Q&A: getting out of the house with two kids

Amy writes:

"I have two kids–26 months and 2 months.  A lot of moms of 2 told me that their lives went completely haywire with the addition of their second child, but it hasn’t been as crazed a transition for me as I feared it might be.  The only really obnoxious difference I’ve found is the stress of getting out of the house in a timely manner.  For get-togethers like playgroups (events with fuzzy timelines) I’ll tell myself that I’d like to leave between 10 and 11am, but find myself dragging kids to the car at noon.  I know I underestimate the time it takes to do things, but it feels like the toddler and baby work together to thwart me on top of my procrastination.  My 2 year old doesn’t throw tantrums, but pretends not to hear me when I tell him it’s time to go somewhere.  The baby is constantly peeing and nursing, which I can’t blame him for, but it seems like the instant the big brother is standing up ready to go, the baby needs something.  I’ve started keeping a backpack with most items I’d need for 3-4 hours out of the house by the front door to minimize running around collecting stuff, but it’s not enough.  Do you have any other ideas on how to speed up this process?"

I was completely incompetent at getting out of the house with two kids for the first six months or so of my second son’s life. Actually, I was stellar at getting out with two kids for the first few weeks, although in that time I consistently forgot to leave the house with anything resembling an extra diaper, wipes, or blanket of any sort. But then once I remembered that you have to bring supplies along I started being worse than inept.

Not only could I not get everything I needed together, I also couldn’t maintain my composure when I thought we were ready to leave and then there was a poop blowout or tantrum or unanticipated demand for a snack. So leaving became this crazed, disjointed scramble to gather all of our stuff, keep everyone dry and clean and fed, and try not to yell at my older one for doing things that made a ton of extra work for me.

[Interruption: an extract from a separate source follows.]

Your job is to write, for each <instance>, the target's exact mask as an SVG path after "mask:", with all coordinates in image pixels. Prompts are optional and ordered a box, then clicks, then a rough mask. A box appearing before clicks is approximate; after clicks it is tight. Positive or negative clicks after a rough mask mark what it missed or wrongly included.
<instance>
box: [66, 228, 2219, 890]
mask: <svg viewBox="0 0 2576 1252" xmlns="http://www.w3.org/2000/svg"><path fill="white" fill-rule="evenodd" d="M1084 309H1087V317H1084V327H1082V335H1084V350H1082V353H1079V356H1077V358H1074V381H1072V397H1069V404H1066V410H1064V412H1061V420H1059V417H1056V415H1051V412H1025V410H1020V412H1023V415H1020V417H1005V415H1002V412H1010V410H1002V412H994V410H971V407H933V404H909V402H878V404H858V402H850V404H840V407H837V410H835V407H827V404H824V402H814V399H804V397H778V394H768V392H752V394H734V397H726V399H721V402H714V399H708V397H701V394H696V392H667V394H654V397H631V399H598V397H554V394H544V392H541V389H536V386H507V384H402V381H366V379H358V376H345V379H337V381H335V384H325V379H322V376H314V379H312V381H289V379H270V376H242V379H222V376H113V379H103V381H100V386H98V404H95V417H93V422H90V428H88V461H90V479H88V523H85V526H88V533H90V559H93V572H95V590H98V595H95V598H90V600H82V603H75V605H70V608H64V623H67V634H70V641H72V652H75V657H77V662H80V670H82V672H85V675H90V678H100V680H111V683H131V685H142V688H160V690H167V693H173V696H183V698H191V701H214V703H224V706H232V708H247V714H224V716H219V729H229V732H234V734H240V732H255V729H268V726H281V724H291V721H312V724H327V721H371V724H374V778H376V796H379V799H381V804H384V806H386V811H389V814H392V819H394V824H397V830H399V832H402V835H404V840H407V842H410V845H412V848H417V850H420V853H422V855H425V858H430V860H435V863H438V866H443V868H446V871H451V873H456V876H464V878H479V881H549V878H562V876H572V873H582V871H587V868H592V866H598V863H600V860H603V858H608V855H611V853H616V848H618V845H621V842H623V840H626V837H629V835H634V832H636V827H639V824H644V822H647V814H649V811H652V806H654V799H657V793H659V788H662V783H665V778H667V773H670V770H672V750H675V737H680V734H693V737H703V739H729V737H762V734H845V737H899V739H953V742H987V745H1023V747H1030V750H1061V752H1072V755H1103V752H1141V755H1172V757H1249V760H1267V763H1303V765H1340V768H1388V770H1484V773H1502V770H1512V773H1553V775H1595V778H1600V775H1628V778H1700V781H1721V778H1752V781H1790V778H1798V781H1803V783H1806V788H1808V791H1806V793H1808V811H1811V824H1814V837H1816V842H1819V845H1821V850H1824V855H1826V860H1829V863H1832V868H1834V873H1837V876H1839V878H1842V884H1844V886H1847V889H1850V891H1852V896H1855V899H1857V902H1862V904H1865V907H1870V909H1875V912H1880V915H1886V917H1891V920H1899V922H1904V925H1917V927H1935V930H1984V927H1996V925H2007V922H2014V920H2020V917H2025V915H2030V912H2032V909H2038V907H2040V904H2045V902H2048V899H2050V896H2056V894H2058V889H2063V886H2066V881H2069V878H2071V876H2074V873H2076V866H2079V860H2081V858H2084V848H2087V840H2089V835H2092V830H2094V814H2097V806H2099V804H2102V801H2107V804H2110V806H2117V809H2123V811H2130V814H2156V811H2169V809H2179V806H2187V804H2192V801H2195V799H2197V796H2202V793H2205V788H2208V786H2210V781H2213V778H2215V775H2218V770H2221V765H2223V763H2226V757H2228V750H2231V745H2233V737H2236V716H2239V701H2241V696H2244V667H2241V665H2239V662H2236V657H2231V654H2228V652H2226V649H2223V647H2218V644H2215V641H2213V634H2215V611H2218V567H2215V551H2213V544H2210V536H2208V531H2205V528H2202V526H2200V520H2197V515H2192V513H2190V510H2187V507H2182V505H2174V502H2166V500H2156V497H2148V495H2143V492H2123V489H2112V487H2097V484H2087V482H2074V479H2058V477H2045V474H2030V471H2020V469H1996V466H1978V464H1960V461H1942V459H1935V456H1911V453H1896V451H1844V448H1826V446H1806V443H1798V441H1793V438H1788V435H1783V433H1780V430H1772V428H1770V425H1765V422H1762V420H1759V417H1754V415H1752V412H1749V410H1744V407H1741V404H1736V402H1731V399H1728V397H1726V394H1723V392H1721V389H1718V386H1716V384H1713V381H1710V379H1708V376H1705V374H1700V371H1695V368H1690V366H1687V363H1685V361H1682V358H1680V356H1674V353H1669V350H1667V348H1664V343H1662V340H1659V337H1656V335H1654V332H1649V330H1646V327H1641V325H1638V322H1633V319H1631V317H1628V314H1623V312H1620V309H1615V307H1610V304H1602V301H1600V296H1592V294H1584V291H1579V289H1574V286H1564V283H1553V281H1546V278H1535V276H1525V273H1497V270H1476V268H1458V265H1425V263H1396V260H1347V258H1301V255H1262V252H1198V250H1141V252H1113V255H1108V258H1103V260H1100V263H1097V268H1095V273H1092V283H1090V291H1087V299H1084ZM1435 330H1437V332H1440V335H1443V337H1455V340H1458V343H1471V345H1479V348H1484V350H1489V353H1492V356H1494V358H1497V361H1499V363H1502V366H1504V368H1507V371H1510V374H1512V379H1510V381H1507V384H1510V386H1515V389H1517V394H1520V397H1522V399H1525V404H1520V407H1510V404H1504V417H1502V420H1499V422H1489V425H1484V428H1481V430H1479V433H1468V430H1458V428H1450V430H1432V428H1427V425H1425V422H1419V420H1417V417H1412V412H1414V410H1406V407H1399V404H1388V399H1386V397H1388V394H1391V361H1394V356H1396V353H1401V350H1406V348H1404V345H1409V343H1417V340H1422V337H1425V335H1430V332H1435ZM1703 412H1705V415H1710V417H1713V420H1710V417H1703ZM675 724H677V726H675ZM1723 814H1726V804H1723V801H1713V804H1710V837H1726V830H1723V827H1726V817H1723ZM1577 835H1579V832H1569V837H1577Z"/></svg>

What I finally figured out was that I could get out in an organized and timely manner if I had to keep track of one kid and the stuff, or two kids, but not two kids and the stuff together. So I cracked down on myself and started planning out my morning the night before. I’d pack everything (and I mean everything) the night before. I’d have snacks in little containers, diapers and wipes in the backpack, my older one’s school backpack with his change of clothes and water bottle, any assorted toys, and my water bottle. I’d write a list of what I needed to bring on the dry erase board next to our door.

I had two bags, one for each kid. I’m sure there are some parents who could keep stuff for two kids in one bag, but that would have required way more mental processing and organization than I had back then. Or than I have now, frankly. Since my older one needed to bring a backpack to school I just used that for him and a bigger backpack (with room for diapers) for the little one’s stuff.

That way I only had to worry about getting the two kids ready the next morning. The secret to that (and I still don’t do it every morning, even though it makes things at least 200% easier when I do) was getting everyone dressed first thing in the morning. Before breakfast, before we turn on the weather report (we’re obsessive TV weather checkers here–my older one often says things like, "Pat Kiernan says it’ll be partly cloudy with a chance of showers later."), before we even brush our teeth, before we get out any toys. Once everyone has clothes on, we’re more than halfway there.

I have no guaranteed ideas to get a 2-year-old to want to cooperate in leaving the house. Sometimes I could get my son so excited about where we were going that he’d hurry to leave. But other times he’d be excited about where we were going but would still give me a ton of pushback about actually leaving. I often had to resort to bribing him to get him to get into the stroller. (He was crazy for his chewable vitamins at that age, so I’d tell him he could only eat his vitamins in the stroller.) I’m sure there are more legitimate, calmer, more together ways of getting a child to leave the house, but I felt proud enough of coming up with a solution that didn’t involve either of us screaming.

The rest, for me at least, is getting control of my own procrastination. I’m always thinking, "Just let me check my email" or "I need to call my mom and tell her what my older son said last night" or something like that. Then the next thing I know we should have been out the door 15 minutes ago. So I have to limit myself to only doing certain activities at certain times, and sticking to that.

Another thing to think about (although you’re probably not experiencing it as much now as you will in a few months) is that the baby will have to take more naps than the older one will. You’ll be hamstrung by the younger one’s nap schedule for a few months, unless you live in a walking city and the little one is a good stroller napper. A solution to this is to offer to host playdates and playgroups more often than usual so your little one can just sleep while the group is going on in another part of the house. Or else you’ll have to try to shift activities to the non-napping time of day, if there is one.

I think you should cut yourself a break, because your baby is only 2 months old. I’m not even sure I was able to brush my teeth at that point with two kids. It gets a little easier at 3 months, and then when the second one starts being more mobile and wanting to be tended to less it gets easier again. But try doing all the stuff-related tasks the night before and I think you’ll be able to get moving in the morning much more easily.

Any tips from other parents of more than one?